Vistos los artículos citados y demás de general y pertinente aplicación
Fallo
Que DESESTIMANDO el recurso de apelación interpuesto por Pedro Francisco contra la sentencia dictada el 18 de junio de 2018 en el Procedimiento Abreviado nº 277/17por el Juzgado de lo Penal nº 26 de Madrid debemos CONFIRMAR y CONFIRMAMOS en todos sus extremos dicha resolución, y declaramos de oficio las costas procesales de la apelación.Notifíquese la presente resolución en la forma señalada en el art. 248.4 de la Ley Orgánica del Poder Judicial , con instrucción a las partes de que la misma no es firme, y que contra ella cabe interponer recurso de CASACION únicamente por infracción de Ley, que habrá de prepararse, en la forma prevista por los artículos 855 y siguientes de la Ley de Enjuiciamiento Criminal , dentro de los cinco días siguientes a su última notificación.

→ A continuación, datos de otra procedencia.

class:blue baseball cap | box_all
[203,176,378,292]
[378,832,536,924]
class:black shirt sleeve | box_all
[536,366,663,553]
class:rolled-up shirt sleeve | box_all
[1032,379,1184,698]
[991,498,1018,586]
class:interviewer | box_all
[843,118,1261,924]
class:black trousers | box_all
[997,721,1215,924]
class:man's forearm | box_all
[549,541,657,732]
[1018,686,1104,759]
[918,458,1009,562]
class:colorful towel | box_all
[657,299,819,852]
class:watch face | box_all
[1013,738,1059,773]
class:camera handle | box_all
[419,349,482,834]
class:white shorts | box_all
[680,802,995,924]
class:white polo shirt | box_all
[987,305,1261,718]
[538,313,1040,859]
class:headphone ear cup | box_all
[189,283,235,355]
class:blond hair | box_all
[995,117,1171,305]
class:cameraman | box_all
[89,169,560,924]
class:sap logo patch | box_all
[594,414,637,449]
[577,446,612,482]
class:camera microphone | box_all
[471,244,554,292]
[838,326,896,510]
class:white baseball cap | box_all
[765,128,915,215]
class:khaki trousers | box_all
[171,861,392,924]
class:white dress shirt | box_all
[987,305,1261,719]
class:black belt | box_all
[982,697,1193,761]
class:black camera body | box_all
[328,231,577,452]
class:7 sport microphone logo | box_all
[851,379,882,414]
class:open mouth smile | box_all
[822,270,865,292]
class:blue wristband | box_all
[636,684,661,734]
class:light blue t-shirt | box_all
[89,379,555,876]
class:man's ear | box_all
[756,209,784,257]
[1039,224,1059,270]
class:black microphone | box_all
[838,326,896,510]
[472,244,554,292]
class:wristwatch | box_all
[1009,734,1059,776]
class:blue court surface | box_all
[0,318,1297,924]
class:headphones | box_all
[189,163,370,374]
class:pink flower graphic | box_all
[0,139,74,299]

Notifíquese la presente Sentencia a las partes procesales con expresión que contra la misma no cabe recurso ordinario alguno y devuélvanse los autos originales al Juzgado de procedencia.
Así por esta nuestra Sentencia, de la que se unirá certificación al Rollo, lo pronunciamos, mandamos y firmamos.
E/.
PUBLICACION.- Leída y publicada fue la anterior resolución a . Doy fe.